Portrayals of geeks have hardly been pleasant. Especially in most of those 1980's brat pack flicks, where all the real happenin' people would hang out in their ripped Guess jeans and puffy quilted vests and scoff at those more studious or less fashionable. Sometimes geeks have even been shown to be downright evil, like the quiet and sweet-faced serial killer in Copycat, who taunted Sigourney Weaver with accurate recreations of famous murders. Even in films like Revenge of the Nerds, one had lots of fun cheering for the misfits, but when one left the theater, one didn't go out and purchase a pocket protector. And I doubt I need to further detail how geeks were viewed and treated in real life in every grade school playground across America. It wasn't pretty.
But it seems people are realizing that those shy, weird people they used to pick on and make fun of in primary school usually manage to acheive a fair amount of success in later years. Slowly, the geek has begun to obtain a sort of cult following (ultimate example: Fox Mulder of the X-Files). Famous figures like Steve Jobs and Bill Gates show that all those hours spent tinkering with computers instead of hanging around the Stop N Go really paid off. Even some celebrities admit they were a bit weird and unpopular in their earlier years.
It's obvious that being a geek is no longer so much of the badge of shame that it used to be. However, this might have a negative effect on the entire nature of geekiness. Allow me to explain, if I can. While I certainly love my geeky qualities and admire them in others as well, I have to wonder what will become of the concept of geekiness if it should become popular? The whole point of being a geek is that you are the outsider, the loner, the square peg, so to speak. If the geek becomes universally accepted, is it really geeky anymore?
While I certainly don't condone the abuse of other people (especially after many years of being on the receiving end of such abuse), I have to say that part of what being a geek is comes from experiencing that social rejection. In fact, one might argue that some of the afflictions and difficulties geeks suffer are what encourage them toward later greatness. Suffering the emotional wounds of being a social outcast and surviving it can give a person the inner strength to some day acheive the success that is missed or passed over by people who already consider themselves successful or complete. Popularity breeds contentment, and if you are the kind of person to whom the most important thing in the universe is becoming a Homecoming Queen, what will you do with yourself after you graduate from high school?
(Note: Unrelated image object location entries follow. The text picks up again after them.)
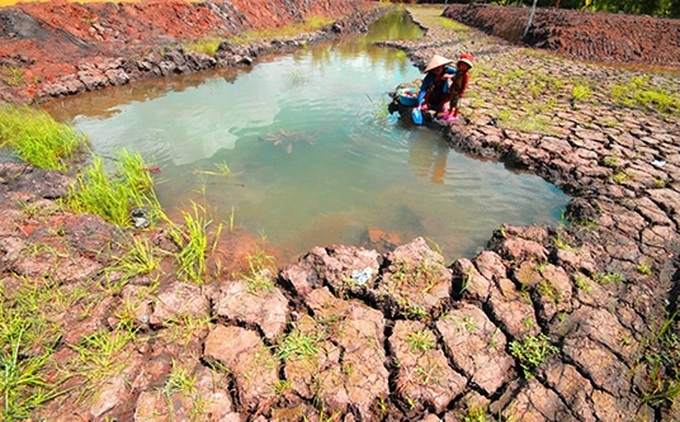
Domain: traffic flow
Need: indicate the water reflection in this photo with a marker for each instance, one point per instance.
(314, 158)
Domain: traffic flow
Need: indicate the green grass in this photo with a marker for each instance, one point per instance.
(312, 23)
(420, 341)
(139, 259)
(205, 45)
(100, 356)
(114, 196)
(531, 352)
(580, 93)
(22, 386)
(38, 139)
(661, 361)
(29, 333)
(640, 93)
(298, 345)
(12, 76)
(192, 239)
(180, 380)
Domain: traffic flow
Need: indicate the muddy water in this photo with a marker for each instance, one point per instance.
(313, 157)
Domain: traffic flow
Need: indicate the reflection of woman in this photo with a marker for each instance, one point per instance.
(434, 90)
(428, 153)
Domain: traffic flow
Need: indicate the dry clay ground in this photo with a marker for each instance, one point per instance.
(546, 324)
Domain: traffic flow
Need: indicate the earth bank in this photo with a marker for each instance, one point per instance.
(356, 334)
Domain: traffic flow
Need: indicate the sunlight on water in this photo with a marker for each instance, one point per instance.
(314, 157)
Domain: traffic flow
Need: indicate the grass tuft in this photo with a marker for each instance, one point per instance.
(37, 138)
(192, 239)
(531, 352)
(113, 197)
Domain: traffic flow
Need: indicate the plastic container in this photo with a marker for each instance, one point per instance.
(408, 97)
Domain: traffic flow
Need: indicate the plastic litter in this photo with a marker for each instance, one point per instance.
(140, 218)
(417, 116)
(361, 277)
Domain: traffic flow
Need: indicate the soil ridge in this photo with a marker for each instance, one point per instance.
(546, 323)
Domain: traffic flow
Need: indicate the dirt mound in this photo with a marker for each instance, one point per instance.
(40, 43)
(601, 37)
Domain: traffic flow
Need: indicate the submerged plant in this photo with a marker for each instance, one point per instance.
(37, 138)
(288, 139)
(192, 239)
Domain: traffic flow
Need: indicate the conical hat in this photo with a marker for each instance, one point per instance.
(436, 61)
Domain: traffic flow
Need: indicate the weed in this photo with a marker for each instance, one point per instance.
(37, 138)
(531, 352)
(585, 224)
(468, 323)
(12, 76)
(179, 380)
(561, 243)
(184, 328)
(611, 162)
(312, 23)
(112, 197)
(478, 414)
(205, 45)
(139, 260)
(546, 289)
(662, 363)
(580, 92)
(644, 268)
(608, 278)
(21, 385)
(193, 243)
(281, 387)
(583, 283)
(232, 219)
(298, 345)
(412, 311)
(99, 356)
(640, 93)
(467, 279)
(420, 341)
So here, precisely, is my point. Being a geek is a significant (and difficult) social role to fill. Many of the people in the world who have brought extraordinary change and technological advances would qualify for geekdom (look at Albert Einstein's hair!). However, to celebrate the geek is not to popularize geekiness. Geeks and mass-marketing don't go well together. I say, let the geek forever be an underground phenomenon. We geeks function well as outsiders, and we should maintain our geek integrity by staying that way. Although we crave love and affection like any other human being, that doesn't mean we have to be mainstream to find it.
And what about me? Is this just an opportunity for self-aggrandizement and to say I'm better than everyone else for being an anti-social weirdo? Not at all. I hardly have the kind of ego to assume I'm destined for greatness, or better than anyone else because of my personality. I do have confidence, however, that if I remain true to my geekish nature, it will definitely take me somewhere interesting.